Sonko défie Faye sur le calendrier des élections locales au Sénégal

Le leader du parti Pastef, Ousmane Sonko, a choisi de marquer son territoire ce week-end lors d’une tournée dans les régions sénégalaises. L’enjeu ? La fixation de la date des prochaines élections locales, un dossier qui cristallise les tensions politiques et divise l’échiquier national.

Lors de son passage à Louga, entouré d’une foule de militants en liesse, le président du Pastef n’a pas hésité à interpeller directement le chef de l’État, Bassirou Diomaye Faye. Son message était clair : le gouvernement doit prendre sans délai un décret pour officialiser le calendrier électoral.

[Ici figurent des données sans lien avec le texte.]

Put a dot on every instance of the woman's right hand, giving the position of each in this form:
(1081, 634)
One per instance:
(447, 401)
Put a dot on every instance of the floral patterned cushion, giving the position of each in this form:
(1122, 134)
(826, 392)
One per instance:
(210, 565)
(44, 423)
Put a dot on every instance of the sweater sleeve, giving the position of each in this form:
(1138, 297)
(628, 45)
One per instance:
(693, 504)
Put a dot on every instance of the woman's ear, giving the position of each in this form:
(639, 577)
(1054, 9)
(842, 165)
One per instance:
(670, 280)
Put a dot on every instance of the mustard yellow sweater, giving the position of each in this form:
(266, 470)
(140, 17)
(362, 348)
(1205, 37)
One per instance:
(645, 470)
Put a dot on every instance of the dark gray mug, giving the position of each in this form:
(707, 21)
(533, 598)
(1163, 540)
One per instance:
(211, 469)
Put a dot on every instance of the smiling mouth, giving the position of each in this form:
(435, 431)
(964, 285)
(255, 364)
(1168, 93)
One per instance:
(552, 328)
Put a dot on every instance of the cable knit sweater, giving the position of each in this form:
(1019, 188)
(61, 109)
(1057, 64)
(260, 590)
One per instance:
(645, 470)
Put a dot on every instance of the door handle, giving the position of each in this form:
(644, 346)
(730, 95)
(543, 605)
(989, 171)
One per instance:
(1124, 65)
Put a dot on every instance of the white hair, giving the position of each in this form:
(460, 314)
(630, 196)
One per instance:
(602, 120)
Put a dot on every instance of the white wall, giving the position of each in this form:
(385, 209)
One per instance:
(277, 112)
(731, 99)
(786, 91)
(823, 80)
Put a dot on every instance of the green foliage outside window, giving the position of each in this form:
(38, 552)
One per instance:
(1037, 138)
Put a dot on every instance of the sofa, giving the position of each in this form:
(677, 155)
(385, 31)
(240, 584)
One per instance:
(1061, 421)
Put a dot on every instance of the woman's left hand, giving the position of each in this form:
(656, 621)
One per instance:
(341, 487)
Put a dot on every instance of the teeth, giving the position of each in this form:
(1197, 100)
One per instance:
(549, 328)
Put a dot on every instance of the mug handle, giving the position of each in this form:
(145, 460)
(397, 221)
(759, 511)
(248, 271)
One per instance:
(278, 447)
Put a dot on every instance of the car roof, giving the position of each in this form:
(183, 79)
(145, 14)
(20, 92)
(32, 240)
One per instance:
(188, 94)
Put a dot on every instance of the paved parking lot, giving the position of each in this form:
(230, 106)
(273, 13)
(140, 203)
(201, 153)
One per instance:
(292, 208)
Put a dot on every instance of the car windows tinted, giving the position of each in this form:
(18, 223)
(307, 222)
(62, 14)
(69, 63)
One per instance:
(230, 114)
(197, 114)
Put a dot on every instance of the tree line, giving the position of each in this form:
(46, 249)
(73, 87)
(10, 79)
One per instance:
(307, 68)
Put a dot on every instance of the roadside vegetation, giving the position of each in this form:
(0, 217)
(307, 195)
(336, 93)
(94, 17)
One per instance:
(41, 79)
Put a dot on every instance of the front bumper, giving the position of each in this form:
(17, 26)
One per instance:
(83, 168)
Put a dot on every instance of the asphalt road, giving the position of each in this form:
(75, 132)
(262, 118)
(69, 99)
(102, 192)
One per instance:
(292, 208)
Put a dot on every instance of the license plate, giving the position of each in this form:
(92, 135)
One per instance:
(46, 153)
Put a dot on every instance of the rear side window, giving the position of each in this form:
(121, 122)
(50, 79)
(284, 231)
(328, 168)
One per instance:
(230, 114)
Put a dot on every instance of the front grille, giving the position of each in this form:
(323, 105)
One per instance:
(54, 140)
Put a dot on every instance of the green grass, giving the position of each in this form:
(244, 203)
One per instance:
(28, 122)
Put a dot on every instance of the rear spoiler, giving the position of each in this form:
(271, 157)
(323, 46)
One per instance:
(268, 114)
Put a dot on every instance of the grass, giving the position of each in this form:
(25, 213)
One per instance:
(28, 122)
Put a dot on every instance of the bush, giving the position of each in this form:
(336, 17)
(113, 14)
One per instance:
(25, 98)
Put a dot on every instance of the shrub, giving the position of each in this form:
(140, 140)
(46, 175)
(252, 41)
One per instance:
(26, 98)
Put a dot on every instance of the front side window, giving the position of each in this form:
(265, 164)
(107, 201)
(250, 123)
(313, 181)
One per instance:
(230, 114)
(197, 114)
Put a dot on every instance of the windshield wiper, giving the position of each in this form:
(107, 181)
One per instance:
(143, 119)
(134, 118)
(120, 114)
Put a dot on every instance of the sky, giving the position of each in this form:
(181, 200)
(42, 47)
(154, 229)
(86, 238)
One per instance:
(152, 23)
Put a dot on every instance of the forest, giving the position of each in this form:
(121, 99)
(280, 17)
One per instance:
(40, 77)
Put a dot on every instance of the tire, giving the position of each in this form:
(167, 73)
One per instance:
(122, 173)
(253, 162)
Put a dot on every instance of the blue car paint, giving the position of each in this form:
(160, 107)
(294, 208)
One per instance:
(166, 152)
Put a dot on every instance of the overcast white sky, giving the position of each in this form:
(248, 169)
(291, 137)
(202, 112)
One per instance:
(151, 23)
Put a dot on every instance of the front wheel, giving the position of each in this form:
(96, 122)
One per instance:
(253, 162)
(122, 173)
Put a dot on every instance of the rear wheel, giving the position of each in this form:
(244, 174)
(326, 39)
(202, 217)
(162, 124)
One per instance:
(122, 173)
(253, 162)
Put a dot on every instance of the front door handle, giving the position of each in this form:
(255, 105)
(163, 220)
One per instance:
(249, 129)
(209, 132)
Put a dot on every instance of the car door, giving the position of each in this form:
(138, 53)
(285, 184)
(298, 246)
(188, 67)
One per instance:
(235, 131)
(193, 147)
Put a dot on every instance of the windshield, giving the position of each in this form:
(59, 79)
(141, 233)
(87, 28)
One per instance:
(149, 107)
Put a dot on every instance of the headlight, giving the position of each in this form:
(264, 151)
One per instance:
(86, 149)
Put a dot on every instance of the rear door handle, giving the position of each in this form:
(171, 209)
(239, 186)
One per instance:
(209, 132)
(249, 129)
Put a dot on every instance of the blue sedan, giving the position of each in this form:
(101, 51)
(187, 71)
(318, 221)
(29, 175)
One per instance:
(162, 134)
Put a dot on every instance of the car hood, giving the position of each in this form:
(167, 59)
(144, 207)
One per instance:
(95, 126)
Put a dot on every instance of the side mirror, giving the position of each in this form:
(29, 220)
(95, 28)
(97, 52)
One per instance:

Une exigence d’autant plus pressante que des noms de responsables récemment limogés ont été évoqués pour illustrer sa démonstration.

« Le président peut destituer des hauts fonctionnaires par décret, cela ne suscite aucune contestation. Alors pourquoi ne pas appliquer la même méthode pour acter la date des élections locales ? Il ne s’agit que d’un simple décret, après tout », a-t-il lancé, sous les applaudissements de ses partisans.

Un scrutin local sous haute surveillance

Les déclarations de Ousmane Sonko surviennent dans un climat politique particulièrement tendu. Les interrogations autour de la tenue des élections locales, initialement prévues pour bientôt, s’intensifient. Depuis des semaines, le leader du Pastef campe sur une position intransigeante : pas de report du scrutin, quel qu’en soit le prétexte.

À Louga, il a réitéré son appel à la transparence, soulignant que l’incertitude actuelle pourrait cacher des arrière-pensées. Selon lui, la majorité présidentielle craindrait la « ferveur militante » et la mobilisation sans précédent des troupes du Pastef, perçues comme une menace électorale.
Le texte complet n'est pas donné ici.